I pensieri erano concrezioni sul ramo logico dell'illogico libere cordinate trasmesse dal mio vivere; merce sull'amore legata ai vivi e ai morti con la fune del pensiero, la vastità del tutto è impressione e non è tutto; la gravità è nel bicchiere in vetro da cui ho bevuto i numeri ed equazioni in birra; dalle profondità l'eccellenza dei saranno legati al cordone ombelicale; me stesso, minore in ogni cosa incapace di comprendere; il candore delle opere che non si percepiscono, non sentendo la ciclicità del sangue imperfetto: l'aurora degli uomini; e tutto roteava liscio nei miei pensieri: la realtà sviluppata, ardeva sull'altare dell'intimo ispirato; guardandomi attorno mentre camminavo sortivano le ombre ad origami della sera sorvolare, si fissavano distraendomi lucidamente in momenti simili al precedente simili al sucessivo, mi vidi in mezzo: constatavo l'ipnosi dell'esistere; dalla realtà laggiù l'andirivieni bagliori artificiali, la via buia dalla ferita illuminata v'introdussi il mio passo svelto; consegnai piedi e corpo al regno materiale distraendomi dai pensieri funambolici, spinsi l'impulso biologico dei freni; mi fermai davanti alla locandina di Point Break. Srotolai la trama del mio film l'avvolsi nella carta stagnola entrai al cinema.
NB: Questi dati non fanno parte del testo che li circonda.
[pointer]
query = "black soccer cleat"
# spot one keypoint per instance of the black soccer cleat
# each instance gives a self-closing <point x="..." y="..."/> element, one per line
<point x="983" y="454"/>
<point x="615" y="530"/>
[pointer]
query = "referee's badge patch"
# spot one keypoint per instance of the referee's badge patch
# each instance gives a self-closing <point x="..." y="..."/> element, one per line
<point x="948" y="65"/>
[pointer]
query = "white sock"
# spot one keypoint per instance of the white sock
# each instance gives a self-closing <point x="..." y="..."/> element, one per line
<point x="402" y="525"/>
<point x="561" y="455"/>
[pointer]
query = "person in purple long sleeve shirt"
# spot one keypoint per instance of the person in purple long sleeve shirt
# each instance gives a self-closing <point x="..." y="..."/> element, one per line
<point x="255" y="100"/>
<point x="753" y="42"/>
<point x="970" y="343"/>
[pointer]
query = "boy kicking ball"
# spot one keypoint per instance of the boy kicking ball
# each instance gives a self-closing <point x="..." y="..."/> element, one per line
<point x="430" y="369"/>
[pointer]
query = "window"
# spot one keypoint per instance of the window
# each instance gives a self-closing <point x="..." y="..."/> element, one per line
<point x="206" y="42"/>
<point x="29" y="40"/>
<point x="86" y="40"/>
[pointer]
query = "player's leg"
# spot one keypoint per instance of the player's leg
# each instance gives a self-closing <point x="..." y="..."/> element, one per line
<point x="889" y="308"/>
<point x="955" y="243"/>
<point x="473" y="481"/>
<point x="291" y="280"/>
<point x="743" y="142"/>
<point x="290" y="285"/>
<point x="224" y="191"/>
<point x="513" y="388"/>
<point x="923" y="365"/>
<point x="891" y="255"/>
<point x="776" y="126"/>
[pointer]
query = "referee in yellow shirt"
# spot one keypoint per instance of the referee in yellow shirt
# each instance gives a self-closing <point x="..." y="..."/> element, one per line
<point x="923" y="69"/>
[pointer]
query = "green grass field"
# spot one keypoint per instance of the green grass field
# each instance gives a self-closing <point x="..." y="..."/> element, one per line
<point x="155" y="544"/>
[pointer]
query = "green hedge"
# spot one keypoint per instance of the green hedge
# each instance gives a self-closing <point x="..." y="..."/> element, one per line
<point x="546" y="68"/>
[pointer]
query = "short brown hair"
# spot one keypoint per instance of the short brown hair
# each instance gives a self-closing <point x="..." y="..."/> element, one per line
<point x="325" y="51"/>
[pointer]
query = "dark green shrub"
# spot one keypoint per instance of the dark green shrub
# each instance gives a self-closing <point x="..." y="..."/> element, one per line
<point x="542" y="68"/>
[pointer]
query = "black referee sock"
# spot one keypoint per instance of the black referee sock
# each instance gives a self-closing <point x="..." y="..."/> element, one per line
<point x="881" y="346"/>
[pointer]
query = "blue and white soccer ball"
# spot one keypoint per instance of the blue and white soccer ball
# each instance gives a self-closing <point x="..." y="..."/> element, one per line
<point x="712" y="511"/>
Del film in celluloide ricordo poco: il ragazzo fa base jumper, si lancia dai pendii sorvola vallate, in moto percorre i canyon dell'Arizona, nel corso della trama scopro che lavora per l'FBI tenta di sgominare una banda di terroristi, l'arabo ricco finanzia l'impresa, ragazze leggere, ragazzi e ambizioni, tatuaggi, sfide, espressioni da uomini duri, vetture potenti, muscoli da palestra, una storia comune di matti da legare.        




    

quattrocentocinquantacinque


 - La quinta onda -

Non ebbi dubbi quando acquistai il biglietto per lo spettacolo, ma non era per me. Il film è alla moda difficoltà ad immedesimarmi. Trama: gli Altri: li alieni, vogliono conquistare il mondo, parcheggiano la navicella spaziale nel cielo dell'Ohio; partono le cinque onde, cataclismi che via via distruggeranno la civiltà umana. La ragazza del college cerca di salvare il fratello arruolato con l'inganno dagli Altri; assieme ad altri giovani sono indotti a combattere contro la civiltà dei superstiti terrestri (  la loro ). Non per analogia ma surrealtà, la scena mi ricorda l'arruolamento dei giovani croati durante la guerra dei Balcani prelevati dalle discoteche. Migliaia furono arruolati senza passare per casa caricati sui camion e vestiti per combattere. E' tragico ma ho sempre riso di questa follia così vicina che pareva lontana. Nel film si fa chiamare Elevan Walker, è un umano conquistato dagli Altri protegge la ragazza del college, s'innamora, fanno l'amore dentro una vettura abbandonata, salva il fratello: le due cose sono indipendenti, non che la ragazza è riconoscente a Elevan che l'aiuterà a trovare il fratello: nei film l'amore si fa sempre per amore a meno che non sia un porno. Poca gente alla visione mi fanno respirare dandomi il senso di libertà, che la trama poco a poco nella sua scarsità mi toglie facendomi maturare l'idea di ringraziare il regista contattandolo su face book, gli scrivo in bacheca: ho visto il tuo film mi è piaciuto anche se quando è finito ho avuto l'impressione che fosse tardi: mi ero rotto le balle già da un pezzo.          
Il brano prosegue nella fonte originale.